Le cinéma Gaumont de Lille

Vaste paquebot cinématographique de la rue de Béthune, le Gaumont est le complexe emblématique de cette rue à la fin du XXème siècle. Il a enchanté des millions de lillois qui se sont confortablement installés dans ses fauteuils moelleux...
Auparavant, c'est un autre cinéma qui occupait ses lieux, preuve de la permanence de l'établissement cinématographique rue de Béthune depuis des décennies... Il s'agit du cinéma Familia qui ferme définitivement ses portes le 17 avril 1977 pour une inauguration du nouveau Gaumont 8 mois plus tard le 21 décembre 1977 ! C'est l'architecte Guy Bitsch qui propose les plans de ce complexe Gaumont, nouvelle génération, puisqu'il faut utiliser l'espace au maximum, jouer avec les structures, ne proposer aucun espace vide en respectant tout de même l'idée maîtresse de l'architecture de cinéma de base : un profond espace qui entraîne le spectateur potentiel vers les rêves du 7ème Art.
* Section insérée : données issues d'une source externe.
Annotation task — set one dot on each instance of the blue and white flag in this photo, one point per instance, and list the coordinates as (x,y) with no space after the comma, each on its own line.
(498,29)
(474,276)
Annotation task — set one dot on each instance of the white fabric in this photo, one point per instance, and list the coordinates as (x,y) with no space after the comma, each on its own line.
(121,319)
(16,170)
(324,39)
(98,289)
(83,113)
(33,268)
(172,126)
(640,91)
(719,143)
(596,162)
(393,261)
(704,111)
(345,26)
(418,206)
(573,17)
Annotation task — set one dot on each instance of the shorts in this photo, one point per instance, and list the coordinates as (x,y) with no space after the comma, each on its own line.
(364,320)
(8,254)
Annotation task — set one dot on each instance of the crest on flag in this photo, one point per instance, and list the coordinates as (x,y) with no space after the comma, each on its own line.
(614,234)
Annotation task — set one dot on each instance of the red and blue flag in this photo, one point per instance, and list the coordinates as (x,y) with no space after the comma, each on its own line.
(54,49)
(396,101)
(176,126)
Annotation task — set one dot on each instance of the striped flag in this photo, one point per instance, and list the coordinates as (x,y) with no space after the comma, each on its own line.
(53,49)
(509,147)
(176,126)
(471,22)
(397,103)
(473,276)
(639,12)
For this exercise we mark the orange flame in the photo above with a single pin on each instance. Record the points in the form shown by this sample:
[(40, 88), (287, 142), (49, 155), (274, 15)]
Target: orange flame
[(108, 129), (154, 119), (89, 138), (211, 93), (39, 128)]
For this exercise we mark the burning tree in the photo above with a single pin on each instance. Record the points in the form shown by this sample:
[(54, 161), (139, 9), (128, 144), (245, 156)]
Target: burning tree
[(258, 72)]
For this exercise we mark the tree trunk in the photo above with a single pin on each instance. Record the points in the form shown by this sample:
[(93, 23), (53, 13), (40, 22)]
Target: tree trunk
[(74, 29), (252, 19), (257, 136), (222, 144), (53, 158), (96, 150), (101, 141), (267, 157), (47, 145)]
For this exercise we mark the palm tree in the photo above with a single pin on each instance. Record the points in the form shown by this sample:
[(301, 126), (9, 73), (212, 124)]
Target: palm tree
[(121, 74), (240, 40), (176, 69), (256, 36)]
C'est ainsi qu'est créée le formidable "entonnoir", poussant l'amateur de cinéma vers la caisse lui permettant d'acquérir le précieux sésame et de se laisser bercer par l'écran géant. Donnant sur la rue, le hall d'entrée du Gaumont est un attrape-spectateur. Les murs sont tapissés des photos d'exploitation des films à l'affiche et plus le spectateur potentiel avance, plus l'obscurité se fait jusqu'à la caisse... Tapissé de néons, aux couleurs rouges chatoyantes et apaisantes, ce hall est gravé dans la mémoire des cinéphiles lillois avec ces fameuses rampes qui permettaient une fluidité du passage. L'architecte propose donc 8 salles, une nouveauté à l'époque de la mutation de la salle unique de centre-ville en une multitude de salles. Pour alléger le travail des projectionnistes, seuls trois cabines, par un agencement judicieux, sont installées avec les 8 appareils, tous tournés vers leurs salles respectives. Deux grandes salles immenses de 500 places permettent aux spectateurs de profiter d'écrans de 11 mètres ! Six autres salles plus petites sont bien dans le style de l'époque qui permet ainsi de multiplier les films à l'affiche et de faire face au lent déclin de la fréquentation. 
A une date indéterminée, le Gaumont "avale"son voisin le Régent. La salle s'impose rapidement comme le cinéma n°1 du centre-ville, voir même de toutes l'agglomération lilloise. Ce sont les restructurations des années 90 et l'arrivée des multiplexes et notamment le Kinépolis de Lomme qui va porter un coup fatal au Gaumont. Première étape, les changements importants qui vont se faire quelques centaines de mètres plus loin, lorsque le cinéma UGC va "fusionner" avec le cinéma Pathé situé à côté, créant un mastodonte de salles, devenant le premier cinéma de province et éclipsant le Gaumont. Ce dernier, ébranlé, va se voir porter le coup fatal avec la réussite du Kinépolis de Lomme et ses 21 salles ! 
C’est le 31 décembre 1997 que la gigantesque bâtisse de la firme à la marguerite, rue de Béthune, ferme ses portes. Gaumont quitte donc Lille, ne souhaitant pas être le numéro 2 dans la capitale des Flandres, derrière l’UGC. L’immense salle est détruite, rasée, laissant un gigantesque terrain vague au plein cœur de Lille. Cependant, cet endroit situé sur la 4ème artère la plus passante de France (hors Paris ) ne va pas rester longtemps à l’abandon…
A sa fermeture, les spéculations immobilières vont bon train. L'emplacement est stratégique sur la rue piétonne la plus commerçante de France. L'étendue du terrain fait pâlir d'envies les plus grandes enseignes.. mais le prix de la construction fait aussi frémir. Il faut cependant trouver une solution face à ce qui s'apparente comme une véritable verrue face aux grands magasins de ce secteur. 

Vous avez des souvenirs du Gaumont ? Des anecdotes à raconter ? Des documents ? Photos ? Tickets ? Contactez moi, je suis preneur !! 

La façade du complexe 8 salles Gaumont lors de son ouverture. On remarquera sur le côté droit de la
photo le R en rouge du voisin cinématographique du Gaumont, le Régent qui sera ensuite phagocyté
par le complexe à la marguerite. Celui-ci propose à l'affiche des "machines à entrées" puisqu'on
reconnait les affiches de la guerre des Etoiles et de la 7ème compagnie...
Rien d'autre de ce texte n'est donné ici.